Darknet: can you please tell me the usage of function "tracking"?

Created on 21 May 2017 · 10Comments · Source: AlexeyAB/darknet

Hi, can you please tell me the usage of function "tracking" in yolo_v2_class.cpp?
Thank you very much.

question

Source

RoseOnCollar

All 10 comments

Hi, just look at this loop: https://github.com/AlexeyAB/darknet/blob/d793fc2685a746b53e27c19bc1b12382104b3567/src/yolo_console_dll.cpp#L72

detector.nms = 0.02;    // comment it - if track_id is not required
for(cv::VideoCapture cap(filename); cap >> frame, cap.isOpened();) {
    std::vector<bbox_t> result_vec = detector.detect(frame, 0.2);
    result_vec = detector.tracking(result_vec);  // comment it - if track_id is not required

    draw_boxes(frame, result_vec, obj_names, 3);
    show_result(result_vec, obj_names);
}

I.e. just do result_vec = detector.tracking(result_vec); after std::vector<bbox_t> result_vec = detector.detect(frame, 0.2);

After this you can get track_id for each detected object, for example, result_vec[i].track_id. This value will be the same for each detected object on each frame of video, If the video and objects are moving smoothly. https://github.com/AlexeyAB/darknet/issues/49#issuecomment-290813368

Now, I didn't yet implement tracking that based on optical flow. May be I'll do this later, to track objects with speed ~300-500 fps, between more rarely detections by Yolo.

AlexeyAB on 21 May 2017

Sorry I'm late. Thank you for answering my question and look forward to your more better works.( ^_^ )

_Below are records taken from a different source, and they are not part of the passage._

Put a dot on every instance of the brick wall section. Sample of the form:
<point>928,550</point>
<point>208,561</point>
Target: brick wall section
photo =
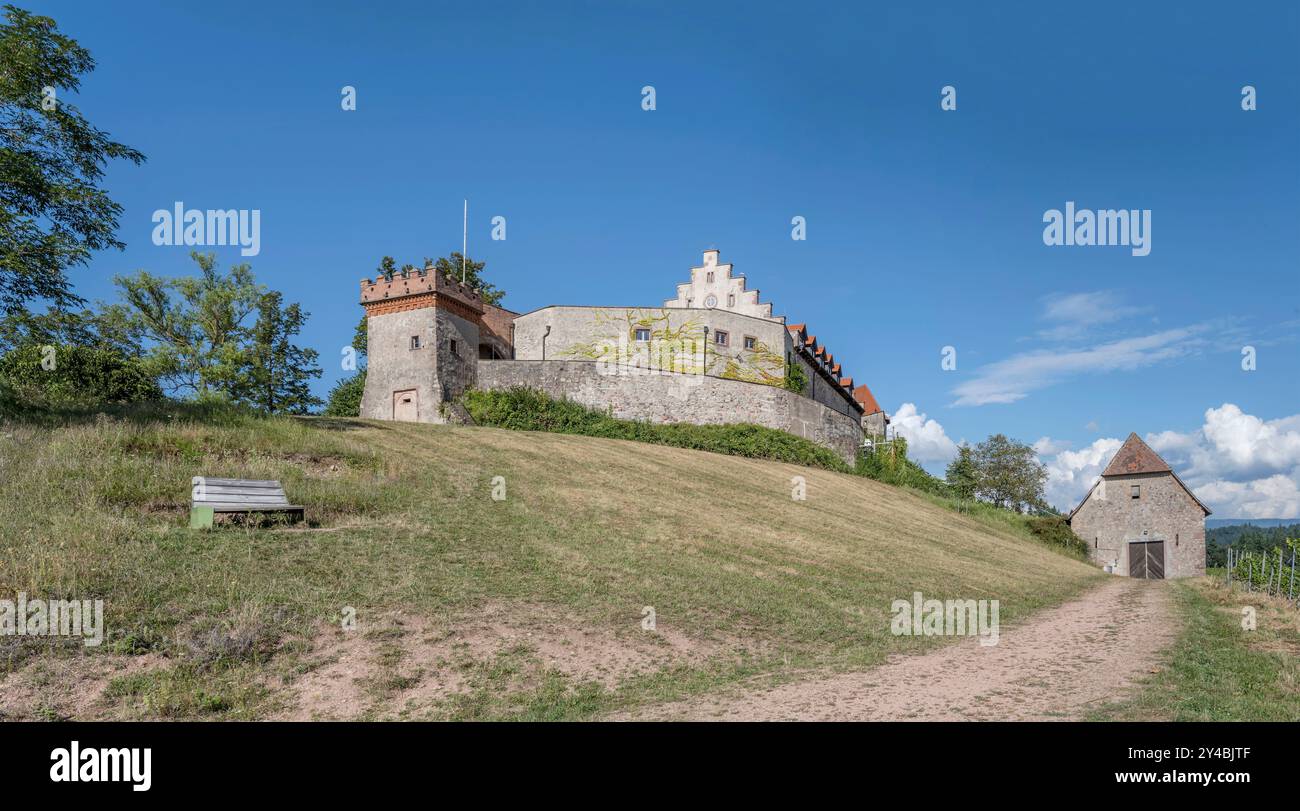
<point>1110,517</point>
<point>679,398</point>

RoseOnCollar on 10 Jun 2017

@AlexeyAB Hi, I am sorry to trouble you, and i have two questions.

I think that "absolute coordinates of centers of objects by using Yolo #9 " may not be good features to track while using optical flow, such as a person object. The centers of objects may be points of the cloth.
If two walking person objects occurred occlusion, the occluded person will be labeled in a new number. How to solve this problem?
Looking forward to your reply. Thanks.

RoseOnCollar on 11 Jun 2017

@RoseOnCollar Hi, strictly speaking, occlusion can not be solved 100%, never and in no way. It's like in illusionist tricks - there is not enough information to say what happens to objects while we do not see them.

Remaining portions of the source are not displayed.